We have heard the terms before: pill mills, oxy, perc, and other such slang for opioid drugs and their distributors. Each year, opioids kill more people than cocaine and heroin combined. In fact, nearly three out of four drug overdoses are caused by prescription pain killers, also called “opioid pain relievers.”
The unprecedented rise in overdose deaths in the United States parallels a 300-percent increase since 1999 in the sale of these strong painkillers. The highly lucrative U.S. market for opioids reached $1.5 billion in 2012, and opioids account for almost 30 percent of all prescription costs in the workers' compensation claims. These opioids are derived from opium poppy, or synthetic versions of it, and used for pain relief. Examples include hydrocodone (Vicodin), oxycodone (OxyContin) and fentanyl (Duragesic), methadone and codeine.
Opioid abuse drives a constellation of other healthcare costs. Between 2004 and 2009, misuse and abuse of prescription painkillers resulted in a doubling of emergency room visits, to 475,000 annually.
Enabling An Epidemic?
As a claims organization, what steps can we take to reign in the epidemic of misuse and over-prescribing? After all, pain is a fact of injury claims and medical providers legally prescribe what they perceive as the best treatment regimen for their patients. Perhaps.
However, according to the CDC, most prescription painkillers are being prescribed by primary care and internal medicine doctors and dentists, rather than specialists. More significantly, 80 percent of all prescription painkillers are coming from just 20 percent of prescribers. This means that a small number of generalists are driving enormous costs for payers and exposing their policyholders to significant addiction and injury risk. Given the statistically demonstrated risk posed by opioid pain relievers, how do payers facilitate the best health outcomes for their injured insureds?
Division Amongst States
A big part of the problem lies with the states. Currently, only eight restrict pain-clinic ownership to medical professionals. While 42 states track prescription drugs, they don't all monitor the same information and only 10 share data with other states. This makes it difficult to detect issues and investigate problem prescribers. Florida, once a haven for pill mills, has seen a drastic reduction after laws were enacted to curb the practice of virtually unfettered access to these narcotics. According to the Florida Department of Health, the number of pill mills has plummeted from over 900 in 2009 to just over 400 today. Unfortunately, the tougher laws in the Sunshine state have pushed purveyors of these drugs to states such as Georgia, where one need not be a physician to operate clinics prescribing opioids.
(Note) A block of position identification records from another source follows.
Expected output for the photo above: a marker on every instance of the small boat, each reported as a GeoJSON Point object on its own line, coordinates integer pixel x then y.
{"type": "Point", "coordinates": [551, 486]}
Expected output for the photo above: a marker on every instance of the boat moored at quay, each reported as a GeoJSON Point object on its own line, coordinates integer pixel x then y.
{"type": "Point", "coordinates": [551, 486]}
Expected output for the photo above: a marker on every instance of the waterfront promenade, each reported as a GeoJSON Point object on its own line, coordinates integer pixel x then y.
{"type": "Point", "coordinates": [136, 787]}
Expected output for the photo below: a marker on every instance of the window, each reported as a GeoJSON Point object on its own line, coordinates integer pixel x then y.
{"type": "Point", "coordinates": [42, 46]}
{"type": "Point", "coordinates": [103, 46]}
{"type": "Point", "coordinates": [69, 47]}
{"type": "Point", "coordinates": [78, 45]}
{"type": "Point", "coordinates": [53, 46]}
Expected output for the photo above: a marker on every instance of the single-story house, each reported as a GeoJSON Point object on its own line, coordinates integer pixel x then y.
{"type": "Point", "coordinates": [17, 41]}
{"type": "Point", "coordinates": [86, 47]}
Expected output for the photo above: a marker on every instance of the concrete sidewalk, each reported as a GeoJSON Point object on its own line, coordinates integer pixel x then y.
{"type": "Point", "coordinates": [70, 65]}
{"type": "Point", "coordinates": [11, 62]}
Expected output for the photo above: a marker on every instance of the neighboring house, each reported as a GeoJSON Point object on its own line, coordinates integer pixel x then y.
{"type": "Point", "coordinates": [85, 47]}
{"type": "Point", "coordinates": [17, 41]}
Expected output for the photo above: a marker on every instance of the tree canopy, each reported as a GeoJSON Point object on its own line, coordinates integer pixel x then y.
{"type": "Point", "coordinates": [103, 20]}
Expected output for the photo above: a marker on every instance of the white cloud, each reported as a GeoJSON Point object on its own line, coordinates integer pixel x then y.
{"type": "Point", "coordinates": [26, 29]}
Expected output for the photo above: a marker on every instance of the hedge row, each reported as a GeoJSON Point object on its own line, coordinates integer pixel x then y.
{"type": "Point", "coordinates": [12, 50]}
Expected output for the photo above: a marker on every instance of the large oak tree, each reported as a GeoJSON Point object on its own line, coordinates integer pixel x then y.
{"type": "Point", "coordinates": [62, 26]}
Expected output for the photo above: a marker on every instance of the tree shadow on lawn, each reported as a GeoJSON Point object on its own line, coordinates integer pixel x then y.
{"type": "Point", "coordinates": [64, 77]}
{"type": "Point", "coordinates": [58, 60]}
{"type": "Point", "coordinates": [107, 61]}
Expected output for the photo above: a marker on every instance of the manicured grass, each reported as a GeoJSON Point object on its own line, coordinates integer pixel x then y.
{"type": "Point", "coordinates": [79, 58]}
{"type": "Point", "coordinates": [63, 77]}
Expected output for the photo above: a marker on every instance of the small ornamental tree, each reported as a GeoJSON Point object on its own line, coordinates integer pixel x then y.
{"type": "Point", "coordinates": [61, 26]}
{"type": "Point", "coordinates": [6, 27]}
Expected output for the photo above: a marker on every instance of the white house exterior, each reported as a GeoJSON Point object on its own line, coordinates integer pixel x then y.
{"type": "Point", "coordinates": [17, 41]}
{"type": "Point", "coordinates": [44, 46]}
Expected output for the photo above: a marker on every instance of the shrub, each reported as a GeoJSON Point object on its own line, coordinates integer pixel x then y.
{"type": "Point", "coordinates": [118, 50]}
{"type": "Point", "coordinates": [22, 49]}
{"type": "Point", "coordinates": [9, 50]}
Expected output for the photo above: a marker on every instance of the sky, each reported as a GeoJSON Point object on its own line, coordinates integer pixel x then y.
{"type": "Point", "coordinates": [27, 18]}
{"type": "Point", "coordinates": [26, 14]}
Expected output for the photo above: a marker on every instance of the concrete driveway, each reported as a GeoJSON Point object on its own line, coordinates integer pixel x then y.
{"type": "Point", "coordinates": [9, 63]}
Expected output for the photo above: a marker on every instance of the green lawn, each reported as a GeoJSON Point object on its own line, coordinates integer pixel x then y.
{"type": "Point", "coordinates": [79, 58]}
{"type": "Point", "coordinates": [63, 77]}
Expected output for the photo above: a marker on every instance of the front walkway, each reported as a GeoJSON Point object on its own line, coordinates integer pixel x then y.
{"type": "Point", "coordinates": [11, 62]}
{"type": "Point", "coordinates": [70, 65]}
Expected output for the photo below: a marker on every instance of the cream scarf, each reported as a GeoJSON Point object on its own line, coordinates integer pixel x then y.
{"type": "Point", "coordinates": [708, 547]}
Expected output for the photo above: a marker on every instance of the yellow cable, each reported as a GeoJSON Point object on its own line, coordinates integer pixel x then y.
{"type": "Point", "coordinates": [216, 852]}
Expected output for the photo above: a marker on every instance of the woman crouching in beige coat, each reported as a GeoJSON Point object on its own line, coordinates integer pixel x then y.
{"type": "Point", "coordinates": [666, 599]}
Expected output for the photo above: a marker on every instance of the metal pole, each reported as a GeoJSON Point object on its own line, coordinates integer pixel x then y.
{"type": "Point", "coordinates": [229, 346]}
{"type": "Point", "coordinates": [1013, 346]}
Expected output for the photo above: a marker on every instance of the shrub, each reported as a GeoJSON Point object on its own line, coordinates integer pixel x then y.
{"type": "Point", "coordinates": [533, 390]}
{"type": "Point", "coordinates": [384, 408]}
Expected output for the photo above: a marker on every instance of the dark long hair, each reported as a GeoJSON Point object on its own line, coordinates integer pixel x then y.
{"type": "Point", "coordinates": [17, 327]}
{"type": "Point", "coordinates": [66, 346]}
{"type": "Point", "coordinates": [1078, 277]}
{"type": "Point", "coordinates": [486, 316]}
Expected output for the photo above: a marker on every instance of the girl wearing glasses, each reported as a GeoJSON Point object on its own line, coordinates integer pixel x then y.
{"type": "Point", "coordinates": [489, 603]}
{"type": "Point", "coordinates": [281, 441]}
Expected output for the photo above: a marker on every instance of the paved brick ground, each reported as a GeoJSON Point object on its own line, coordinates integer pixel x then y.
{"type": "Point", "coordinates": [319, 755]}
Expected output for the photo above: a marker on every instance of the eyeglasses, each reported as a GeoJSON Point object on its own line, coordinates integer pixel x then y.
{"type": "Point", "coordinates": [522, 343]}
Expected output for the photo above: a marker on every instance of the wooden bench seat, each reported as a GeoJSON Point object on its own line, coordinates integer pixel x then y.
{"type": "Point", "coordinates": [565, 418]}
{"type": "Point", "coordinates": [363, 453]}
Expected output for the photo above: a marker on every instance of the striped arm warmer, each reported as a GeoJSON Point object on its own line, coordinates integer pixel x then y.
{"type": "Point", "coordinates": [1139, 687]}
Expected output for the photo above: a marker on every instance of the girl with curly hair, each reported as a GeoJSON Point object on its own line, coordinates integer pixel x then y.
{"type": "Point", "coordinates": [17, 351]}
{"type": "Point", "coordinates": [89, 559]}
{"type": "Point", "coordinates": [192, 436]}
One of the biggest opportunities for insurers to overcome these current challenges is the leveraging of both existing medical bill data and predictive analytics. Companies such as Mitchell International have developed databases and scoring algorithms to enable customers to better manage prescription claims with tools that predict the likely risk of opioid drug abuse developing over the course of a claim. These tools enable better interventions that both reduce costs and save lives. Claims can be targeted effectively as early as the First Report of Injury. Additionally, as the claim develops, more powerful diagnosis and treatment indicators help improve those predictions, creating a dynamic view of which claimants may need more assistance to achieve the fastest return to health and work.
Similarly, Progressive Medical, a PBM company, reports that their early pharmacy statistical model intervention program has resulted in a 26-percent reduction in prescription costs per claim for their clients. This is critical when considering that the average annual drug cost per patient for abusers is 4.5 times that of non-abusers ($3,918.00 versus $877). Even more astonishing is the total average per patient health care payer cost for opioid abusers of $24,193, or 6.6 times higher than the $3,467 paid out for non-abusers.
By leveraging analytical tools, carriers gain the ability to access real time indicators and calculate severity scores on both work comp and auto no fault claims, enabling adjusters and case managers to monitor utilization while proactively identifying situations of potential addiction, abuse or misuse.
A claims-based opioid monitoring program involves five components:
- Assessment of the prevalence and incidence of potential opioid abuse within the insured population
- Development of a method to score claims in a dynamic fashion
- Implementation of a workflow to apply the most appropriate action to the claim given the current phase of the claim and assessed risk
- Monitoring of providers to understand where risk is greatest
- Measurement of cost and health outcomes including prescription costs, emergency room visits, readmissions, lost work time and claimant satisfaction
While the medical community is awakening to the enormous risks posed by opioid pain relievers, insurance companies and their policyholders face enormous health risks and financial costs today. In the absence of coordinated public or medical policies to protect consumers, insurers can take a leading role by managing risk at the point of the claim.
Progress in the use of data and analytics make this type of intervention cost-effective. By flagging claims based upon a predictive model, claims professionals can intervene earlier and engage the assistance of independent medical reviews through an integrated system strategy.
Chris Tidball is senior director-casualty solutions consultant at Mitchell International. Keith Peterson is vice president-advanced analytics and consulting at Mitchell International.